Dicano la gloria del tuo regno
e parlino della tua potenza. R.
Vangelo
Lc 16,9-15
9Ebbene, io vi dico: fatevi degli amici con la ricchezza disonesta, perché, quando questa verrà a mancare, essi vi accolgano nelle dimore eterne. 10Chi è fedele in cose di poco conto, è fedele anche in cose importanti; e chi è disonesto in cose di poco conto, è disonesto anche in cose importanti. 11Se dunque non siete stati fedeli nella ricchezza disonesta, chi vi affiderà quella vera? 12E se non siete stati fedeli nella ricchezza altrui, chi vi darà la vostra? 13Nessun servitore può servire due padroni, perché o odierà l'uno e amerà l'altro, oppure si affezionerà all'uno e disprezzerà l'altro. Non potete servire Dio e la ricchezza". 14I farisei, che erano attaccati al denaro, ascoltavano tutte queste cose e si facevano beffe di lui. 15Egli disse loro: "Voi siete quelli che si ritengono giusti davanti agli uomini, ma Dio conosce i vostri cuori: ciò che fra gli uomini viene esaltato, davanti a Dio è cosa abominevole.
Note
Eroi nei dettagli
C’è da domandarsi cosa Gesù intenda davvero con una richiesta simile:
“Procuratevi amici con la disonesta ricchezza, perché, quand'essa verrà a mancare, vi accolgano nelle dimore eterne”.
Possiamo rispondere a questa domanda forse solo cercando di capire cosa siano le ricchezze ingiuste. Esse sono tutte le cose di questa vita. E sono ingiuste perché se la giustizia è dare a ciascuno ciò che gli spetta, allora tutte le cose di questo mondo non riescono a dare al nostro cuore ciò che esso si aspetta veramente. Infatti nessuna delle cose di questo mondo riesce a corrispondere fino in fondo al desiderio di felicità che ci portiamo dentro. Così da una parte ci saziano, ma non fino al punto da renderci felici. Su queste cose di cui la nostra vita è fatta possiamo farci amici, dice il Vangelo. Perché se è vero che nessuno di noi può rendere felice totalmente il prossimo, è pur vero che non si può rimanere indifferenti davanti alla fame degli altri. “Non di solo pane vive l’uomo” ricordava Gesù al diavolo che lo tentava, ma non ha mai detto che si può fare a meno del pane. E le peggiori ingiustizie di questo mondo nascono dall’ingiustizia del pane. Noi siamo chiamati a saper condividere con i poveri, con chi non ha, perché se Dio è schierato, lo è innanzitutto con questi nostri fratelli. Essi sono i famosi ultimi che diverranno i primi, e siccome nessuno di noi potrà mai avere le carte a posto per dire di meritare il paradiso, l’unica cosa che possiamo fare è affidarci a chi certamente lì ci sarà.

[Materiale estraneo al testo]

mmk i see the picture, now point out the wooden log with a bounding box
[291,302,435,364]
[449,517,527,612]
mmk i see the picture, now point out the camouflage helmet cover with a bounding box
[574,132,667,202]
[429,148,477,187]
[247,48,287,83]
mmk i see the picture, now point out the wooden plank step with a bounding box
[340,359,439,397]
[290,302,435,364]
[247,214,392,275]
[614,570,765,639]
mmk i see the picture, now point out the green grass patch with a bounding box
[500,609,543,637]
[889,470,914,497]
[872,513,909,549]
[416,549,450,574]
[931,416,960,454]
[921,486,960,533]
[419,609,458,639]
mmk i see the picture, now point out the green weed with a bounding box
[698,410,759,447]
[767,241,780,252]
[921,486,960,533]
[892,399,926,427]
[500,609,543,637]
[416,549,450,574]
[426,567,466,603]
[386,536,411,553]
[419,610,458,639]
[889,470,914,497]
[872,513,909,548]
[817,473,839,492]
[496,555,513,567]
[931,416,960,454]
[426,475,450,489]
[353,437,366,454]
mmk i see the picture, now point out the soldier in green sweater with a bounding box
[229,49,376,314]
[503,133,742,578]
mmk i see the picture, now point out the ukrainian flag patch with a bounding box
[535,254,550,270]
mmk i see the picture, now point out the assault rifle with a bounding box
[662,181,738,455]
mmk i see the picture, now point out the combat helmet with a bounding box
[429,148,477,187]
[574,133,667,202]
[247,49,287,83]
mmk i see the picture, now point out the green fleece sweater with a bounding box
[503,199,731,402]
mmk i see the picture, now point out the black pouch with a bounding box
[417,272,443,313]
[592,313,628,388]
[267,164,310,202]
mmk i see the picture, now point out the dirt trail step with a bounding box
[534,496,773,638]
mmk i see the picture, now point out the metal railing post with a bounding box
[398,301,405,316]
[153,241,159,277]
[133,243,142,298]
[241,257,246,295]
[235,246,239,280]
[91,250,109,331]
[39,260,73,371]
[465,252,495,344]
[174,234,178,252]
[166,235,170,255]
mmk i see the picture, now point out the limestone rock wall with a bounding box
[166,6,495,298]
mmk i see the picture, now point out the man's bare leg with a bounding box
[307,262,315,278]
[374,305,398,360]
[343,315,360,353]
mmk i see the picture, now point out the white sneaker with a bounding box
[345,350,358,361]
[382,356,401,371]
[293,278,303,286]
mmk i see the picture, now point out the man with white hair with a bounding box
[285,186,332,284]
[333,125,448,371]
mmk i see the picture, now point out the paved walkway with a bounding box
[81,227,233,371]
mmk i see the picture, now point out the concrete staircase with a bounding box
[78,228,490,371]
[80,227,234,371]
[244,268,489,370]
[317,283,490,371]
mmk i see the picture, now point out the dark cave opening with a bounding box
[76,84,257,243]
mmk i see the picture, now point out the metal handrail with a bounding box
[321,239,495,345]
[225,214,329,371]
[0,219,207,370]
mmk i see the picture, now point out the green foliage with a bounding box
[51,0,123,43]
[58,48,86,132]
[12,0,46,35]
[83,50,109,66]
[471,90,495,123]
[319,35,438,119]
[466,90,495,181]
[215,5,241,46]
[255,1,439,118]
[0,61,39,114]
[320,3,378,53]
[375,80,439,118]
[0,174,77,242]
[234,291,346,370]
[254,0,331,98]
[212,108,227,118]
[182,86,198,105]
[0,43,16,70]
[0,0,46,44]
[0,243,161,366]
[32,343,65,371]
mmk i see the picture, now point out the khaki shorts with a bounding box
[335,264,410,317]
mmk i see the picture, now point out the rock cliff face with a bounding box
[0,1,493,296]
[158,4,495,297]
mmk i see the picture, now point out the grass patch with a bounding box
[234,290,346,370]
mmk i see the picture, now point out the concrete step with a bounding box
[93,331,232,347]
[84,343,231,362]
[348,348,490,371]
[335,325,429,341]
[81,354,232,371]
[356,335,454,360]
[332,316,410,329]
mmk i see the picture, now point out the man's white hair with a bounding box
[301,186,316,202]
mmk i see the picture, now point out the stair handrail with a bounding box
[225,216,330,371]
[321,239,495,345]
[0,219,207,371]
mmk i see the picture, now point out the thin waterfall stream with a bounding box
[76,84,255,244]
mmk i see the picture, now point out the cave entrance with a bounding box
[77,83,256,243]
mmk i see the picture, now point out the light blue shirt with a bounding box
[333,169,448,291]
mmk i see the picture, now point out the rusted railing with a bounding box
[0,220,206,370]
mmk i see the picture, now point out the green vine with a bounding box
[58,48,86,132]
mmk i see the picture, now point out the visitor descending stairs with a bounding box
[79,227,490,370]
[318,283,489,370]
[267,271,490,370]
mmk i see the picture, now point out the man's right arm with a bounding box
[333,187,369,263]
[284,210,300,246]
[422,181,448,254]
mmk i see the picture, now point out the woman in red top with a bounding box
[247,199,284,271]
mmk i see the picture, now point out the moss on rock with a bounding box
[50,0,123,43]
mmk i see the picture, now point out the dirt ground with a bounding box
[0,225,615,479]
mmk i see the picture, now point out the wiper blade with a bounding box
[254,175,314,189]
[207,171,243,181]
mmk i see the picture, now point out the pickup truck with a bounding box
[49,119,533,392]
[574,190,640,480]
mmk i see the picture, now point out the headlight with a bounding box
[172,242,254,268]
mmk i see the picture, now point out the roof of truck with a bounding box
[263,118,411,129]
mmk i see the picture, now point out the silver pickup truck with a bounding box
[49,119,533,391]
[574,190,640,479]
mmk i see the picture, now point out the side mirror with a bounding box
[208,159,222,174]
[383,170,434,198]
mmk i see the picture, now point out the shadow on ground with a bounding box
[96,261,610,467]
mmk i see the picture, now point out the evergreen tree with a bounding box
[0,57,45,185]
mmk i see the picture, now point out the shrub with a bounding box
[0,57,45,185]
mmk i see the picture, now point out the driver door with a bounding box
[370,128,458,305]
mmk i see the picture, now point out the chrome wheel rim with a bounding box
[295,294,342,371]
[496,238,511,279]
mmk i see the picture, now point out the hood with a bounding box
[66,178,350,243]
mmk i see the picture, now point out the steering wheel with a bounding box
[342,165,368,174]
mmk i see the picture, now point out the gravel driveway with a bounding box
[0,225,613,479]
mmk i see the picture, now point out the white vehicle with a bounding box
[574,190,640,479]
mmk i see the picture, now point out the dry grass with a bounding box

“Chi è fedele nel poco, è fedele anche nel molto; e chi è disonesto nel poco, è disonesto anche nel molto”.
Infatti la qualità di qualcuno la si vede da come sa trattare i dettagli. L’amore per le cose piccole è segno di quanto noi ci teniamo davvero. Ciò che conta non è mai qualcosa di grossolano e approssimativo. Esso invece è sempre cura per tutto fin nel più piccolo dettaglio. A chi è bravo nel dettaglio, Dio gli affida il tutto. I santi di solito sono eroi nei dettagli.